I have been grumpy, frumpy, and downright dumpy lately. If you have been, as well, take heart. January is work both physically and mentally for some people. The struggle, as the kids say, is real.
It is hard not to take January in Minnesota personally.
Those were my thoughts this morning when I checked the weather and made the decision to head to town for groceries before the rest of the world stopped for milk and bread on its way home from church. My car hadn’t been out of the garage since last Tuesday. I kicked the frozen slush chunks out of the wheel wells, started it, and made my way (slowly) into town on icy roads.

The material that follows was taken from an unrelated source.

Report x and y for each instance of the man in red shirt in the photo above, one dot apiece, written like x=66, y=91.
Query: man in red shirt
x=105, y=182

At the store, I shuffled up and down the aisles in my Sorels, tossing in all the things on my list as fast as I could, which wasn’t very fast at all, actually. It is hard to be speedy in Sorels. I began to sweat because of the long underwear and down jacket I was wearing and peeled off my gloves. Everything is more difficult in January, I complained to myself. Everything is harder. Even grocery shopping.
At the check-out, I was behind a pleasant-looking young woman in a fleece jacket. She had longish blonde hair and looked to be in her thirties. Her cart was only about half full. Good, I thought. This won’t take long. I shifted my weight and waited. And then waited some more. Here’s why…
The young woman was unloading her grocery cart. Without hands. Carefully and masterfully. An item at a time. It was not until she got to the full length mirror in the cart and struggled to lift it that the cashier and I both realized that both arms ended at the wrists. I asked if I could help and so did the cashier. She told us she could do it herself. I told her I was amazed at how well she was managing. She smiled and told me she was new at it. I watched as she loaded her bags and walked out of the store. I thought about how pushing a shopping cart across a parking lot full of ice and snow had to be so much more difficult without hands. How managing a key in a car door lock was accomplished without fingers. How hauling grocery bags into the house and putting everything away on a cold January morning would take much longer for her than it was going to take for me.
And so, if you have also been feeling a little grumpy, frumpy, and kind of dumpy this month, I have the perfect cure for what ails you. Look down at your hands right now. I have been doing it the whole time I’ve been typing this.
Really. Look at your hands. Notice them. Are they cold? Good.